Date: 13 January 2008
Time: 1315H
Location: Pathology department
Professor 1: Oh you're here!
Professor 2: How was the exam?
Professor 3: You're smiling. It must mean the exam was easy.
Moi: It was actually okay. More of the common sense type of questions, but then again I always lack common sense.
Professor 3 chuckles and leaves.
Professor 2: I'm going to ask you a question, and I'll ask you to answer me honestly. How do you find Patho?
Moi: I find it enjoyable actually, that I can correlate what's in the text with the slides I see and the pathophysiology of a case that's presented. Helps me remember, learn, and analyze, unlike other stuff that I seem to need to memorize just to pass.. It isn't too hard, perhaps even a bit underrated compared to other subjects, considering it's ten units.
Professor 2: Well analysis is better. And you have to remember all the algorithms. It takes logic; logic saves a lot of time. Of course you can't use your logic if you can't memorize too.
Professor 1: I'm illogical.
Moi: My grades tell me the same thing, doctora. I sometimes fall back on the textbook for those algorithms. I'm still trying to learn everything.
Professor 1: Oh, I never read the textbook. I remember I got a grade of 2.75 for this subject. Ooh, don't let Professor 2 hear that!
Moi: So I still am not totally hopeless, am I?
Professor 1: (shows key) I still don't have the answers to questions 1-20...I'm debating over two possible answers for number 13.

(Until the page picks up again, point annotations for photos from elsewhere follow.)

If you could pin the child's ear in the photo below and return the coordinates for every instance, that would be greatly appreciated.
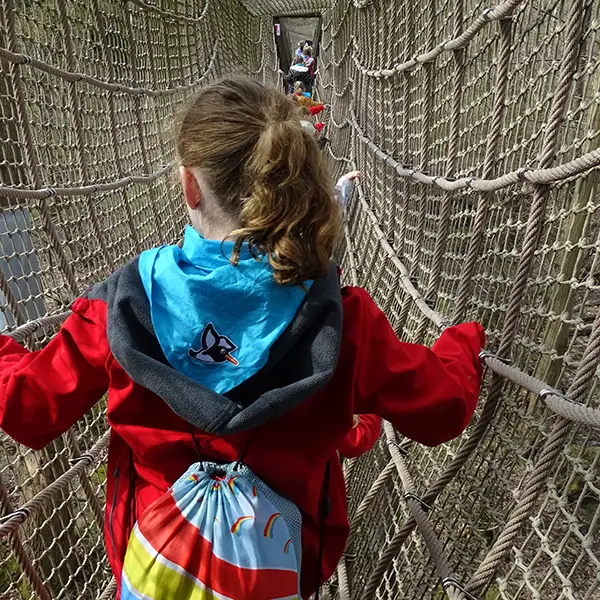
(191, 189)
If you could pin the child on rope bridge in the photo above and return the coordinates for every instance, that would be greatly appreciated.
(234, 367)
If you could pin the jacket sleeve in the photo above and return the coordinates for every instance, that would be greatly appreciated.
(363, 437)
(429, 395)
(43, 393)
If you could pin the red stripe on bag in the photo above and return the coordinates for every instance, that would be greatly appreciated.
(175, 538)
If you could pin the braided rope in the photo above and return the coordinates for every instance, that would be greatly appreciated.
(14, 520)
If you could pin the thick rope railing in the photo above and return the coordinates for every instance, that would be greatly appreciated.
(540, 176)
(502, 11)
(23, 59)
(395, 235)
(566, 408)
(12, 521)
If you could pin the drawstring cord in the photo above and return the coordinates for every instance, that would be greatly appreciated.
(323, 511)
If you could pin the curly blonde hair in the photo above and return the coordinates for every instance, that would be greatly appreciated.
(266, 172)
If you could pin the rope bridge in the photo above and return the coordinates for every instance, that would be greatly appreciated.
(477, 129)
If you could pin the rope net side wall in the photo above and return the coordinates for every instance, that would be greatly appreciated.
(88, 93)
(477, 130)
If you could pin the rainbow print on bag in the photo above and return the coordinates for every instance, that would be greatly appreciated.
(197, 542)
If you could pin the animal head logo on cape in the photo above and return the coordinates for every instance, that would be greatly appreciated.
(216, 349)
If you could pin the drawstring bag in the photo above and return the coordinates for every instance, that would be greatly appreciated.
(219, 533)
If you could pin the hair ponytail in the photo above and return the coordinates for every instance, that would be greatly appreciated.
(267, 173)
(290, 214)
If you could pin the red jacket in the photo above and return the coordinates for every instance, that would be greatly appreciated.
(362, 437)
(428, 395)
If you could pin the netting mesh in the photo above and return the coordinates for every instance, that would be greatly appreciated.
(87, 93)
(477, 131)
(451, 109)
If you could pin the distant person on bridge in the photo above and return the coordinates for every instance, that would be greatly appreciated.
(233, 367)
(314, 108)
(309, 61)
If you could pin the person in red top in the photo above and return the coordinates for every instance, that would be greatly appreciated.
(240, 342)
(362, 437)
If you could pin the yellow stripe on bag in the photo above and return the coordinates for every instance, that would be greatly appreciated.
(158, 578)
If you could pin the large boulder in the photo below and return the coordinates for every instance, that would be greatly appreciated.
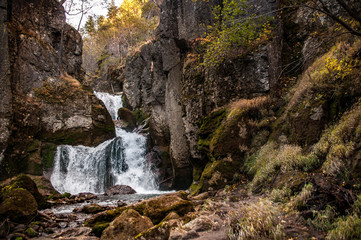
(25, 182)
(18, 204)
(128, 225)
(158, 208)
(119, 190)
(45, 102)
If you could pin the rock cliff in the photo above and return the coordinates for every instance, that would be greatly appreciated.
(163, 79)
(43, 100)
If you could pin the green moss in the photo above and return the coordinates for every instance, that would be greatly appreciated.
(140, 115)
(25, 182)
(66, 195)
(18, 204)
(207, 129)
(99, 228)
(216, 175)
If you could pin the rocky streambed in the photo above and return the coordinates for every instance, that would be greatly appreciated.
(229, 213)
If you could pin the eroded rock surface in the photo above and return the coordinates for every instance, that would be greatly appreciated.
(43, 99)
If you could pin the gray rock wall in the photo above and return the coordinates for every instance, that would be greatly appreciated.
(5, 87)
(42, 97)
(163, 79)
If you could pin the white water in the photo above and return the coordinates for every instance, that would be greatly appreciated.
(117, 161)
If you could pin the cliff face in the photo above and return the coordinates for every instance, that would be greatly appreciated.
(44, 102)
(163, 79)
(5, 88)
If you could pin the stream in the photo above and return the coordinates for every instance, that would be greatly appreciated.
(118, 161)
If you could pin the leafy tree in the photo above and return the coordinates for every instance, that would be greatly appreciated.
(235, 28)
(90, 25)
(346, 13)
(123, 30)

Moi: I can't believe I didn't choose giant cell tumor! Osteoclast-like cells! But the patient was a male, not a female!
Professor 1: Well, the bones were fused already.
Moi: I always get myself mixed up with these stuff. But I kind of prefer the analysis over rote memory work-I seriously suck at memorizing stuff. Sometimes, though, I thank my lucky stars my pencil lands on the correct letter when I shade the scantron.
Professor 1: Ah, I hate memorization too.
Moi: I remember in Pisay, we used to--
Professor 2: You graduated from Pisay too?
Professor 1: Yes, she's from Pisay like me.
Moi: I'm atypical, doctor.
Professor 1: If she's atypical I'm already dysplastic.
Professor 2: We'll give it a few years then.
Moi: *chuckles nervously* (Does that mean, I'll end up as a pathologist?)
Professor 2: My daughter also graduated from Pisay, I think 1992. She went on to take molecular biology, finished and worked for awhile. Didn't like the job, quit and took Fine Arts. Finished the five-year course in three years, running for cum laude.
Moi: Wow. (*Does this mean I'm wasting my time in medicine and should go into the arts instead?*)
Professor 2: You know, Pisay produces a lot of good graduates not only well versed in the sciences and math.
Moi: Well, I remember our school plays and other extracurricular stuff.
Professor 2: Perhaps it's all in the balancing thing.
Moi: I remember we have some good writers, filmmakers, etcetera.
Professor 2: And you produce a lot of other sorts of graduates too.
Professor 1: What are you looking at me for? Hahaha, I'm so paranoid.
Moi: (glances at paper) Oh, I really trip up a lot with memory work, still have to work on that. Maybe take some brain-enhancing herbs or something, especially for tomorrow's exam.
Professor 2: Which is?
Moi: Pharmacology, doctor. *shudders at prospect of memorizing chemotherapeutic agents*
Professor 2: Ah, good luck. Memorization? Sleep early, you'll need it.
Moi: I'll gladly take that piece of advice, thank you.
Professor 1: How about osmosis?
Moi: That works for me sometimes, when I sleep on my textbook.
Professor 1: Seriously?
Professor 2: Dapat yakap mo, para dinidibdib. (demonstrates sleeping with arms crossed over imaginary book)
*fit of giggles over the silliness of the things we've been discussing*
Moi: Oh gosh. These exams are turning my brain to mush.
Professor 2: Oh, but you're just second year. You wait.